Choix de la région et du type cellulaire Chapitre
Choix du type cellulaire
➤ Nous avons choisi de mener notre étude sur des cellules lymphoblastoïdes pour plusieurs raisons : – le timing de réplication est établi dans les cellules lymphoblastoïdes Gm06990 par au moins deux groupes différents [Hansen et al., 2010; Ryba et al., 2010] ; – de nombreuses marques épigénétiques et facteurs chromatiniens ont été étudiés dans ces cellules, et de nombreux ChIP-chip ou ChIP-Seq sont disponibles, autorisant les méta-analyses. ➤ Notre étude a également été conduite sur des cellules mononucléées du sang périphérique (PBMC, constituées majoritairement de lymphocytes [Delves et al., 2006]) pour deux raisons. Premièrement, il s’agit de cellules normales, non tumorales, et non transformées par un virus. Deuxièmement, elles sont bloquées en phase G0 et ne se répliquent donc pas. La comparaison des PBMC et des cellules lymphoblastoïdes permettra d’aborder la question de la stabilité des contacts chromatiniens dans des cellules en cycle et hors-cycle. ➤ Un 4C-Seq a également été effectué sur des PBMC stimulées à la phytohémagglutinine, une lectine connue pour activer les lymphocytes et les sortir de dormance. ➤ Ces trois types cellulaires étant proches, le timing de réplication des cellules lymphoblastoïdes Gm06990 a été utilisé comme référence pour chacune. Les liens entre organisation à grande échelle de la chromatine et timing de réplication ont été étudiés sur des lymphocytes et dérivés de lymphocytes. Protocole : Culture cellulaire Toutes les cellules sont cultivées à 37◦C avec 5% CO2 dans du RPMI supplémenté avec 10% sérum, glutamax et pénicilline/streptomycine. Les PBMC sont isolées du sang de donneurs sains par centrifugation sur FicollPaque PLUS (GE Healthcare) avec les tubes Leucosep®(Greiner bio-one) en suivant les instructions des fabricants.
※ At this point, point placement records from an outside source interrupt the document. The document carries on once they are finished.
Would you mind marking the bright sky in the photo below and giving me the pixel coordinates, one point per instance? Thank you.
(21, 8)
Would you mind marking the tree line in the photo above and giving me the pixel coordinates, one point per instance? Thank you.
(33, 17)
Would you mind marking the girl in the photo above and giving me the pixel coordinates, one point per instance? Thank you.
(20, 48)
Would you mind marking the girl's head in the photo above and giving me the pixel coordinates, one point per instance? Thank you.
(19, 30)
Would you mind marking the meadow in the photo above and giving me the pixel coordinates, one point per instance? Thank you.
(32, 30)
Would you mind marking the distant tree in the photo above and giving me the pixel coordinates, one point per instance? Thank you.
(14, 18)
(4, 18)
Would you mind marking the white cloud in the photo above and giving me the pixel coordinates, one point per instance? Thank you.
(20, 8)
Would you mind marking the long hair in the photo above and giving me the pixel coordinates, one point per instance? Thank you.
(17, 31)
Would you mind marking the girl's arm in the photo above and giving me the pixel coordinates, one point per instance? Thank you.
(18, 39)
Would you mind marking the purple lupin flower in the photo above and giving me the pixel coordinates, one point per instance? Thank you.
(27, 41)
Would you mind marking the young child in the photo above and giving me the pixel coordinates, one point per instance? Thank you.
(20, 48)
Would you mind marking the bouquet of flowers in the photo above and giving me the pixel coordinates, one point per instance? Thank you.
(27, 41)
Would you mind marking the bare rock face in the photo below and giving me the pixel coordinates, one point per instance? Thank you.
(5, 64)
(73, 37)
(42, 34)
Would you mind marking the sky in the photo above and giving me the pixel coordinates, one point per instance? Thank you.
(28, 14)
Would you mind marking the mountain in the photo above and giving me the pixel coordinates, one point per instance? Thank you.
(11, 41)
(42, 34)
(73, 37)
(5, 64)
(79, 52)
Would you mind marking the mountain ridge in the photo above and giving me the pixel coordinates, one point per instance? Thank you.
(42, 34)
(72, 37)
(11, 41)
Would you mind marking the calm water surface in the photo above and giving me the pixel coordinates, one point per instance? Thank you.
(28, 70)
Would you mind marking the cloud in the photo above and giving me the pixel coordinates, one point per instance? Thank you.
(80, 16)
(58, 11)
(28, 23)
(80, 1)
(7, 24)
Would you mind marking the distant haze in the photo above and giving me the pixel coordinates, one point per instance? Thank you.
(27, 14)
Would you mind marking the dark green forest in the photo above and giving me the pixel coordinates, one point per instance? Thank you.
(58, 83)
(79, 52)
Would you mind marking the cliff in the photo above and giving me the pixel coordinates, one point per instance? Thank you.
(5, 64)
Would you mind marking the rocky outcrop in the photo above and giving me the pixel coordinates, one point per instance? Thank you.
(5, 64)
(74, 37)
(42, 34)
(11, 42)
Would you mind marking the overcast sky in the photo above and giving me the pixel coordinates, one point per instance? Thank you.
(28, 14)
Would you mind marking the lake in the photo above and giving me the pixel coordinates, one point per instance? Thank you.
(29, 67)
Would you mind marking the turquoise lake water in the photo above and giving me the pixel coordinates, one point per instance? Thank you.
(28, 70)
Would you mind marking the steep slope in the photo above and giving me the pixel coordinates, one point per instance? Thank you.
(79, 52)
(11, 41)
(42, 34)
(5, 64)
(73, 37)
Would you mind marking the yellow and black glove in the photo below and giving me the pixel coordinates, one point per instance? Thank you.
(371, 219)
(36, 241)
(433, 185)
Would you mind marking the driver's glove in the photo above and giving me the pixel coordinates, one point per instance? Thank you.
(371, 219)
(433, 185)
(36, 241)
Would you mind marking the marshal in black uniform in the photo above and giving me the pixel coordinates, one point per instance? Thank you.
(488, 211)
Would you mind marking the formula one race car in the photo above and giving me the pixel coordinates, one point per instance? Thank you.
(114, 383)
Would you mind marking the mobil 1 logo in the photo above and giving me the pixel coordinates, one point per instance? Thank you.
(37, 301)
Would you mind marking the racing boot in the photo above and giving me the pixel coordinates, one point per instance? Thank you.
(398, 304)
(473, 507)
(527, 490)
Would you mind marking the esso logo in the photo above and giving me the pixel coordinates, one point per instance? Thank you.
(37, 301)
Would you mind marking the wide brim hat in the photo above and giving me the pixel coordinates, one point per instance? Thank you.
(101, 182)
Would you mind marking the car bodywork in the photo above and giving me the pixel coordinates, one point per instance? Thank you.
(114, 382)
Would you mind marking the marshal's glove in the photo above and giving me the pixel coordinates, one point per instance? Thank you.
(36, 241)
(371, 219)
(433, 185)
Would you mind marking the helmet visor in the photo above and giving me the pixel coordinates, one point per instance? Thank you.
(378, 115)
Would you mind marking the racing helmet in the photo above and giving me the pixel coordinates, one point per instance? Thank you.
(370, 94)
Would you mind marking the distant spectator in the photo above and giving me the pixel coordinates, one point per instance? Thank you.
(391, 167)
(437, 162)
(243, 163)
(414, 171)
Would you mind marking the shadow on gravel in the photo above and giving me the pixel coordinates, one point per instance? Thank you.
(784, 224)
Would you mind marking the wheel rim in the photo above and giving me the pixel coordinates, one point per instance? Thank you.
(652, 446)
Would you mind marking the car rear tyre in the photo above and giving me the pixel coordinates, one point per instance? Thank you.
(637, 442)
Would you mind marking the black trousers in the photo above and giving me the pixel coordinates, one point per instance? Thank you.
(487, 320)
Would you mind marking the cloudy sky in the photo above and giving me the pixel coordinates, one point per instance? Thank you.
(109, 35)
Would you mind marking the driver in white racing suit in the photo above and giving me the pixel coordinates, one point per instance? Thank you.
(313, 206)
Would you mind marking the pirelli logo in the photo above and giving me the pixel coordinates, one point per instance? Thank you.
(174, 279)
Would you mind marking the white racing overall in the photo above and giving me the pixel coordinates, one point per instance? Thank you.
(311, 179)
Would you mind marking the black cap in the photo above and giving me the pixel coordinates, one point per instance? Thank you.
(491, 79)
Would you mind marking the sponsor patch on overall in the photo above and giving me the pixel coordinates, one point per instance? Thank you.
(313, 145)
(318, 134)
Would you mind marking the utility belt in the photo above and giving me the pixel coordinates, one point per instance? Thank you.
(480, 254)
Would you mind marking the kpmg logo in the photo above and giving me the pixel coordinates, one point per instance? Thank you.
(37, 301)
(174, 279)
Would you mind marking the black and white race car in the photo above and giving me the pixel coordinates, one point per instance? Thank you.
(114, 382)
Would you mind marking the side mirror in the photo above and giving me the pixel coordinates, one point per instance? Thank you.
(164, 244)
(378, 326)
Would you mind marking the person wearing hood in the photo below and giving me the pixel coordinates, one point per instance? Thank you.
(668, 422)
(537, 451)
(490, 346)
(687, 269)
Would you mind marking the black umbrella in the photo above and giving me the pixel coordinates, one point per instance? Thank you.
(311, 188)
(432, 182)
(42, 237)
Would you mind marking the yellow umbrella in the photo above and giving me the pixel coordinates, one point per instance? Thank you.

Les PBMC sont stimulées par ajout dans le milieu de culture de 1,5% phytohémagglutinine (PHA) pendant 68 h. 106 PBMC stimulées ont été fixées à l’éthanol et traitées à l’iodure de propidium (20µg/mL, 30 min, 37◦C) pour une analyse du cycle par FACS (LSRII, FACSDiva™, BD Biosciences).
De la librairie 4C au séquençage haut-débit
Dans cette section, nous aborderons les étapes expérimentales en insistant sur les contrôles intermédiaires.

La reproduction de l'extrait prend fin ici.